EC2 instance created using risky AMI search pattern

cloudtrail

Classification:

attack

Tactic:

TA0001-initial-access

Technique:

T1195-supply-chain-compromise

Goal

Detect when an EC2 instance is instantiated using a vulnerable AMI search pattern.

Strategy

This rule allows you to monitor CloudTrail and detect when EC2 instances are created in a way that is vulnerable to a type of supply chain attack known as a name confusion attack. When this rule triggers, it does not mean an attack was successfully executed. Rather, it means that the way AMI IDs are being searched for is vulnerable to a name confusion attack. Unless the software is updated, an attacker who publishes an AMI that matches the search pattern used could gain remote code execution in the affected AWS account.

The rule triggers when both of the following conditions are met:

  1. ec2:DescribeImages is called without specifying the owner parameter
  2. Subsequently, the same IAM principal executes a call to ec2:RunInstances

The two CloudTrail events covered by this rule are:

An AWS CLI example that would trigger this rule:

Find the AMI ID using ec2:DescribeImages with a filter and without specifying the owner parameter: AMIID="$(aws ec2 describe-images --filters "Name=name,Values=ubuntu/images/hvm-ssd/ubuntu-focal-20.04-amd64-server-*" --query "Images[0].ImageId" --output text)"

Create the EC2 instance using the retrieved AMI ID: aws ec2 run-instances --image-id "$AMIID" --instance-type t3.micro --subnet-id "$SUBNETID"

This rule inspects all ec2:DescribeImages events and specifically the @requestParameters.filterSet.items array to determine if the name key is used, which indicates the user is looking for an AMI by name. The rule then filters out all of the cases where the user included protections that would prevent exploitation, for instance, by using the @requestParameters.ownersSet.items.owner attribute or by requesting a specific AMI by ID. The rule also filters out all instances where the user has set -@requestParameters.executableBySet.items.user:self which would limit the results to self hosted AMIs.

The rule also includes a subsequent check to see if the same ARN that made the insecure query above also creates an EC2 instance shortly thereafter. This prevents false positives for when people manually use ec2:DescribeImages without ever using that data to create an EC2 instance.

The likelihood of exploitation for this vulnerability depends on the search filter used for the AMI. If the query string is a common AMI name pattern like ubuntu/images/hvm-ssd/ubuntu-focal-20.04-amd64-server-* or amzn2-ami-hvm-2.0.*-x86_64-gp2, the likelihood of exploitation is greater.

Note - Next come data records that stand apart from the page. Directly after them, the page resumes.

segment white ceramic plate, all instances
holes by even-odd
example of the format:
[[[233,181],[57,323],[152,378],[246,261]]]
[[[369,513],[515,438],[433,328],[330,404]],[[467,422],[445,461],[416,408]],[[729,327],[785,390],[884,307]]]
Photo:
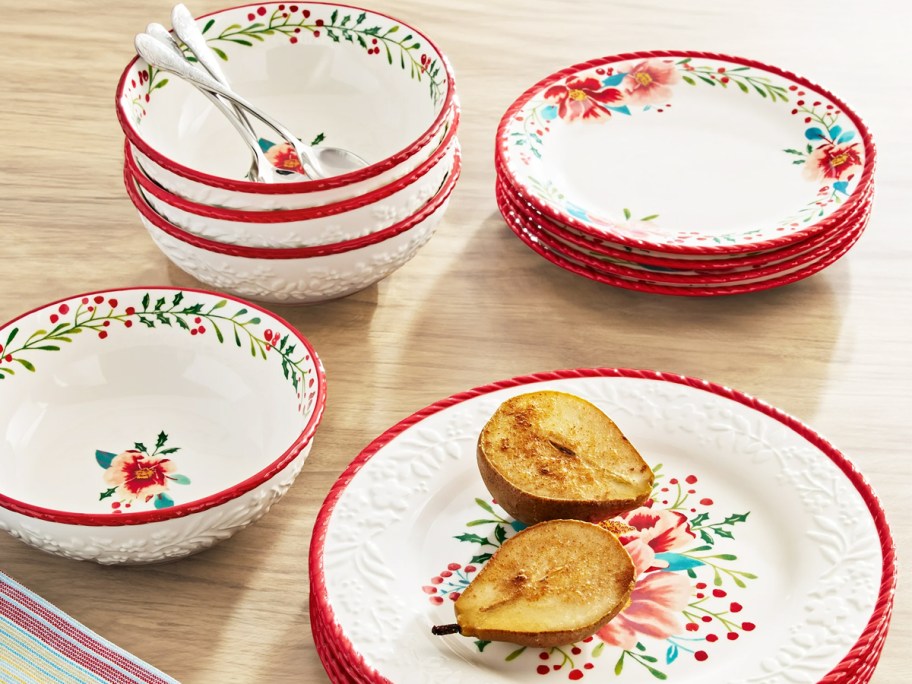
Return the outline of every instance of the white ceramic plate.
[[[507,111],[498,163],[544,213],[662,251],[749,251],[820,230],[871,177],[864,125],[809,81],[695,52],[606,57]]]
[[[565,648],[432,636],[520,527],[478,475],[478,433],[506,398],[543,388],[600,406],[657,470],[652,507],[626,516],[632,603]],[[853,647],[882,643],[894,580],[883,511],[845,457],[762,402],[652,371],[516,378],[420,411],[343,474],[311,546],[324,657],[397,683],[835,681]]]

If the query string is unique to your organization, like orgname-devops-xyz-image-*, it typically limits exploitation to actors with knowledge of the image name pattern, such as developers.

Triage and response

  1. Investigate the ARN ({{@userIdentity.arn}}) that made the these calls.
  2. Contact the user and attempt to identify the code that triggered this rule.
  3. Work with the code owner to ensure they add one of the attributes in the ec2:DescribeImages call that limits the returned AMIs to those that are trusted. These include:
    • Owner attribute: Owner=[AccountID, self, amazon, aws-backup-vault, and aws-marketplace]
    • Filter: owner-alias=[amazon, aws-marketplace, aws-backup-vault]
    • Filter: owner-id=[AccountID]
  4. Consider using AWS’s Allowed AMIs guardrail to limit which accounts are trusted to serve AMIs within your environment. This control can be enforced at an account/region level, or at an organization level.

Known false positives and limitations

  • This detection relies on two separate CloudTrail events, executed by the same ARN, occurring in succession. However, CloudTrail does not contain all of the information needed to tie the two events together conclusively. It is possible that the ARN making the insecure ec2:DescribeImages call happens to subsequently call ec2:DescribeImages in a way that is unrelated to the insecure ec2:DescribeImages call. The best course of action is to find the user or code that made the ec2:DescribeImages call and determine if they used the result of the ec2:DescribeImages to create an EC2 instance.

  • The ec2:DescribeImages CloudTrail event does not contain any information to indicate how the principal handled the data that came back. For example, from the CloudTrail event alone, there is no way to determine if the caller sorted the results by most recent creation date, simply used the first returned results, etc.